Wife Dottie is my editress at the website (although she disavows this whenever possible). Her, and usually my, primary authority is Merriam-Webster, specifically the online merriam-webster.com.

MerriamWebsterBig

I like to think I’m something of a classicist, savoring the occasional italicized foreign word. It’s special fun if the word is in Greek or Cyrillic alphabet or in Japanese characters (thank you, Google Translate).

Some authors assume the reader’s erudition in this regard. For instance, in The Ox on the Roof, English author James Harding writes about 1920s Paris and feels confident that you parlez un peu français. He includes entire quotes of pithy remarks sans translation.

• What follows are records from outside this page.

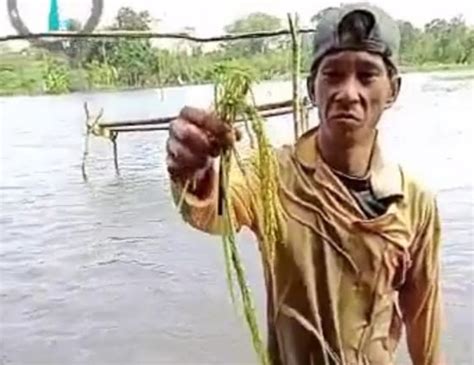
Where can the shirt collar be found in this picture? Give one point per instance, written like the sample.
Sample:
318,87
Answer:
385,176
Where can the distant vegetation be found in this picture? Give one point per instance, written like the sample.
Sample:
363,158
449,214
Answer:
120,63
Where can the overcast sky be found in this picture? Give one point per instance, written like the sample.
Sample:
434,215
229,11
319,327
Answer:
210,16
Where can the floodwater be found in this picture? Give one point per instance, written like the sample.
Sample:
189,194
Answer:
105,272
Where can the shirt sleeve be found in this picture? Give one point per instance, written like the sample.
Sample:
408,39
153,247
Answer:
202,214
420,297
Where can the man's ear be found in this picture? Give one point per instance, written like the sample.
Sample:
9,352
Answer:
310,88
395,85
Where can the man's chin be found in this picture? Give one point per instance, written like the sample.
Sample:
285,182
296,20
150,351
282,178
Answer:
345,123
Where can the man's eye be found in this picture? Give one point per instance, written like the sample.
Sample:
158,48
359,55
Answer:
332,74
367,76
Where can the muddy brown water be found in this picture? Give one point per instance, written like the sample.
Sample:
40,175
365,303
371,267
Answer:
107,273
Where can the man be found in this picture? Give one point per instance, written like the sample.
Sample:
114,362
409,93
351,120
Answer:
359,256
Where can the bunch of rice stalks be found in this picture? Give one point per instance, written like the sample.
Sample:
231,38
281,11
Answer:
233,100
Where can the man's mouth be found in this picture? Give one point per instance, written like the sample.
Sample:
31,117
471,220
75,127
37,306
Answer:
345,116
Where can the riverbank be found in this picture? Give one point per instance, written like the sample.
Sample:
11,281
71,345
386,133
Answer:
34,76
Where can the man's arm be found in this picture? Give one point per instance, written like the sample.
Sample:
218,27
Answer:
420,297
199,209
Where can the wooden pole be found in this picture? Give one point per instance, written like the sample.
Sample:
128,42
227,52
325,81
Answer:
147,35
85,153
113,138
296,60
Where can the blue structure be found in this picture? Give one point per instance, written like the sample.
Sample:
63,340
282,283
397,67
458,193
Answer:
53,23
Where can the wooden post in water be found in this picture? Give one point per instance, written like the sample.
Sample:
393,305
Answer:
92,127
85,153
296,60
113,139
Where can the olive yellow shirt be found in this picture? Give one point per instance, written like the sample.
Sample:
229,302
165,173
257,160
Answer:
343,285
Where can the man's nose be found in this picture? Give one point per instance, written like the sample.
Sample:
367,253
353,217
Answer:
348,92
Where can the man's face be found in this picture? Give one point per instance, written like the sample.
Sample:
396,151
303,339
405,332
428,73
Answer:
352,89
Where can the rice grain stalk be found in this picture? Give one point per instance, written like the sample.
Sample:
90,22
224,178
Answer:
233,89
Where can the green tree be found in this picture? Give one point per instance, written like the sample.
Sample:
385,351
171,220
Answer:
252,23
132,59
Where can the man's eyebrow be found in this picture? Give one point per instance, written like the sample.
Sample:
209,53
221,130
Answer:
368,64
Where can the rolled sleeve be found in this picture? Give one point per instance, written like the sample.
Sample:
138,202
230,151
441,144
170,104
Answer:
202,213
420,298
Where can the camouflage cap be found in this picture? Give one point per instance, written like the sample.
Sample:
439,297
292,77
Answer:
382,36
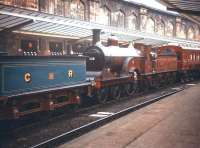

Indeed, as I’ve just done. The word sans is originally French, but has been adopted by no less an Englishman than William Shakespeare: In his Seven Ages of Man soliloquy in As You Like It, Act II, Scene 7, Jaques describes the seventh age as “sans teeth, sans eyes, sans taste, sans everything.”

On a less disheartening note, in Love’s Labour Lost, Act V, Scene 2, Biron romances Rosaline with “My love to thee is sound, sans crack or flaw.” She retorts, “Sans sans, I pray you.”

Some folks say “sans” is used only rarely in modern English and pompous when it is. Just don’t come complaining to me when the crossword puzzle clue for a four-letter word is “lacking” or “___-culotte.” And, note, as I’m sure Wife Dottie will advise, Merriam-Webster has this latter term for a French Revolution republican radical sans hyphen. ds

© Dennis Simanaitis, SimanaitisSays.com, 2016

One comment on “CROSSWORDS SANS FOREIGN WORDS

  1. kkollwitz
    February 21, 2016
    kkollwitz's avatar

    I do two crossword puzzles each weekend, love the foreign words. But I’d love them even if I did no puzzles.